这本书可以说是经典的“第二本”读物。通过快速原型,逐步迭代的方式,引入haskell语法的方方面面,特别是各种monad的运用。如果你和我一样读入门教材时被卡在monad进退不能,这本书会帮你解脱。
书中没有使用haskell系统库之外的程序资源,仅仅以414行代码完成一个实用的scheme解释器,充分展示了haskell的强大。
在粗读过后,我准备逐章重新精读这篇教程,把内容彻底消化。
最后,要感谢太太的支持。感谢发芽网提供了一个很好的服务,让我可以轻松的记录学习进度。我的代码记录在这里



001 module Main where
002 import Monad
003 import Control.Monad.Error
004 import System.Environment
005 import IO hiding (try)
006 import Data.IORef
007 import Text.ParserCombinators.Parsec hiding (spaces)
008
009 symbol :: Parser Char
010 symbol = oneOf "!$%&|*+-/:<=?>@^_~#"
011
012 data LispVal = Atom String
013              | List [LispVal]
014              | DottedList [LispVal] LispVal
015              | Number Integer
016              | String String
017              | Bool Bool
018              | PrimitiveFunc ([LispVal] -> ThrowsError LispVal)

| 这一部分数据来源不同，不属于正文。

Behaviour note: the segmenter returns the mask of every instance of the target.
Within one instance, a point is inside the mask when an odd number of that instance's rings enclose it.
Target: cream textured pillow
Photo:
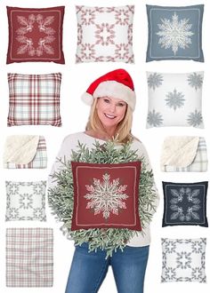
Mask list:
[[[76,6],[77,50],[76,62],[133,63],[133,5]]]
[[[147,128],[193,126],[204,128],[203,72],[168,74],[147,72],[149,107]]]

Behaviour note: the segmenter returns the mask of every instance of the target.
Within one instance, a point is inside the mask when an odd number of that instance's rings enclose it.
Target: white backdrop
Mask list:
[[[159,61],[146,63],[147,49],[147,15],[145,4],[159,5],[190,5],[205,4],[203,22],[203,49],[205,63],[194,61]],[[83,63],[75,64],[75,53],[77,48],[77,19],[75,13],[76,4],[112,6],[124,4],[135,4],[134,27],[133,27],[133,51],[135,64],[125,63]],[[13,63],[5,65],[8,30],[6,5],[18,7],[52,7],[65,5],[63,28],[63,50],[66,59],[65,65],[54,63]],[[154,216],[151,227],[152,242],[150,253],[145,278],[145,293],[162,292],[183,293],[186,290],[190,293],[202,291],[209,293],[210,290],[210,240],[208,239],[209,228],[199,226],[174,226],[161,227],[163,214],[163,192],[161,181],[174,182],[196,182],[208,180],[209,171],[206,173],[163,173],[159,169],[159,156],[163,139],[167,135],[198,135],[205,136],[210,154],[210,115],[208,83],[210,81],[210,3],[207,0],[199,2],[198,0],[176,0],[176,1],[156,1],[156,0],[0,0],[0,156],[3,154],[4,144],[7,135],[12,134],[38,134],[46,139],[48,151],[47,170],[4,170],[1,164],[0,177],[0,292],[2,293],[62,293],[65,291],[66,281],[74,251],[73,242],[68,241],[60,231],[61,223],[56,223],[54,218],[50,214],[47,208],[47,222],[4,222],[5,216],[5,180],[39,180],[46,179],[51,166],[58,153],[63,138],[69,134],[84,131],[89,115],[89,108],[80,99],[81,94],[87,89],[90,83],[101,75],[108,71],[123,67],[128,70],[133,78],[135,91],[137,94],[137,106],[133,117],[133,132],[146,146],[151,164],[155,173],[155,178],[160,194],[160,204],[157,214]],[[205,81],[203,89],[203,116],[205,129],[193,128],[158,128],[146,130],[147,115],[147,81],[146,71],[158,72],[191,72],[205,70]],[[62,73],[61,84],[61,111],[62,117],[62,127],[52,126],[16,126],[8,128],[6,117],[8,112],[8,84],[7,73],[22,74],[47,74],[53,72]],[[210,201],[207,201],[207,216],[210,220]],[[54,285],[52,288],[6,288],[5,287],[5,229],[6,227],[32,227],[49,226],[54,231]],[[197,238],[207,237],[206,249],[206,276],[207,283],[160,283],[161,275],[161,237],[171,238]],[[90,268],[91,269],[91,268]],[[109,268],[105,281],[100,293],[116,293],[117,289],[114,282],[111,269]],[[89,292],[87,292],[89,293]]]

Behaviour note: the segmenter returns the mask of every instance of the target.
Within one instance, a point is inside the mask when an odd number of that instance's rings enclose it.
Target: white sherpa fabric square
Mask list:
[[[147,128],[162,126],[204,128],[203,79],[203,71],[183,74],[147,72],[149,93]]]
[[[133,5],[76,6],[77,50],[76,62],[133,63]]]

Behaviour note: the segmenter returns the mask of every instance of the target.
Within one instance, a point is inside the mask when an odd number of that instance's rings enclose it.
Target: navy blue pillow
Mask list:
[[[208,182],[163,182],[163,227],[178,225],[198,225],[207,227],[206,194]]]
[[[164,59],[204,62],[203,12],[203,4],[181,7],[147,5],[147,62]]]

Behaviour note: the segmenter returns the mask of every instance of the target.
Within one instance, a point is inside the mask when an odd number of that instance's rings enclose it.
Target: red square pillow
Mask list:
[[[62,23],[64,6],[7,6],[9,44],[6,63],[52,61],[64,64]]]
[[[128,228],[141,231],[139,181],[141,162],[72,162],[74,210],[71,230]]]

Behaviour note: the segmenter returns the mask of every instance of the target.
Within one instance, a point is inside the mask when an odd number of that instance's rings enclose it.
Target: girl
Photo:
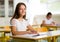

019              | Func {params :: [String], vararg :: (Maybe String),
020                     body :: [LispVal], closure :: Env}
021              | IOFunc ([LispVal] -> IOThrowsError LispVal)
022              | Port Handle
023
024 data LispError = NumArgs Integer [LispVal]
025                | TypeMismatch String LispVal
026                | Parser ParseError
027                | BadSpecialForm String LispVal
028                | NotFunction String String
029                | UnboundVar String String
030                | Default String
031
032 spaces :: Parser ()
033 spaces = skipMany1 space
034
035 parseString :: Parser LispVal
036 parseString = do char '"'
037                  x <- many (noneOf "\"")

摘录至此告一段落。